Indeed, most data scientists find cleaning and preparing data as the most unenjoyable part of their work, but after all, it is the most important one. Unless the data that you have, is spick and span, it is more or less guaranteed, that your inferences won’t be first grade either. From Excel to Python or R, there are several ways to clean and structure data, so that it can be used as per requirements later on. In case there are more than one sources of data, say a company collects data, both from video feed as well as sensors, there has to be a point, where the data meet, or where one data compliments the other. For this, the data has to be structured properly and is a part of the cleaning phase as well. It is important that all collected data, be it from more than one sources must give the same inference, or point in the same direction.
It is at this step, where the so-called “magic” happens. Different models are built, the data is split into training and test sets and with much difficulty and going round and round the same problem, trying to increase accuracy, the team has to converge at one particular model that it thinks, is ideal for the problem at hand. It might also happen, that more than one model is used and the most common result is chosen. It is a test and retest phase where experience helps more than theory.
What looks good in the book, might not in real life. It is rarely seen that a modeling algorithm hits gold at first go. The model has to be closely monitored and its results documented and stored, so that the model can be re-trained, continuously so that it keeps getting better. Other optimization might also be needed, as the data science team sees fit, from time to time.
Like any other software product, it would need maintenance so as to make sure that it does not train itself on new incoming junk data, or it is able to adapt to some new changes in the data stream, etc.
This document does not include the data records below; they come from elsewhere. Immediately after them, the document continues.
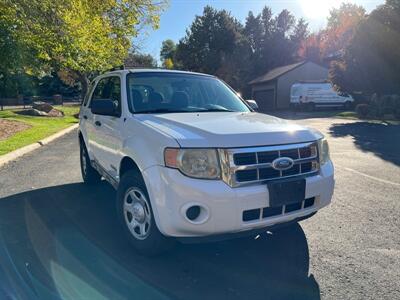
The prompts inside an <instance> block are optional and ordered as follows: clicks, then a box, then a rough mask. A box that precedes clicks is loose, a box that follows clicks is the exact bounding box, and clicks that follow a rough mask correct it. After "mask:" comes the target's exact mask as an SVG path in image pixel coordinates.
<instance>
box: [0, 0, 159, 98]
mask: <svg viewBox="0 0 400 300" xmlns="http://www.w3.org/2000/svg"><path fill="white" fill-rule="evenodd" d="M0 1H1V7H3V6H5V7H8V8H10V12H9V15H10V16H12V18H11V23H12V25H13V27H15V28H17V31H18V38H19V40H20V43H21V44H23V45H24V46H25V47H27V48H28V49H29V50H30V51H29V52H30V53H34V54H35V58H36V59H37V60H38V61H40V63H41V66H42V67H51V68H52V69H53V70H55V71H59V70H64V71H66V72H69V73H71V76H70V77H71V78H77V79H78V80H79V82H80V84H81V87H82V92H83V93H85V92H86V89H87V85H88V77H90V76H91V75H93V74H95V73H97V72H103V71H106V70H109V69H111V68H113V67H115V66H119V65H122V63H123V60H124V58H125V57H126V56H127V53H128V50H129V48H130V47H131V39H132V37H135V36H136V35H137V34H138V31H139V30H140V28H142V26H143V25H146V24H148V25H151V26H153V27H157V26H158V23H159V13H160V11H161V10H162V9H163V7H164V0H160V1H158V0H157V1H155V0H124V1H115V0H91V1H87V0H0Z"/></svg>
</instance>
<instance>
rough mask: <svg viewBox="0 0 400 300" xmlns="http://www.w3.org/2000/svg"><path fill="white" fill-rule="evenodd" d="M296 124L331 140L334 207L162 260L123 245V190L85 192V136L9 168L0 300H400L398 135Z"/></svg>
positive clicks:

Data science is a relatively new domain and it is highly unlikely that companies around the globe will try to build their own data-science team, from scratch. The challenges start right from the hiring process since you would need people with some specialized skill-set and a bit of experience as well. You might even need to take the help of someone who has an experience in putting together a data-science team and has done it before. Sounds almost like putting together a task force for the military right? Tackling big-data is no less challenging, let me assure you. This leaves a lot of playing field for service providers, and it is time for them to train capable individuals in their organization, and seize the day.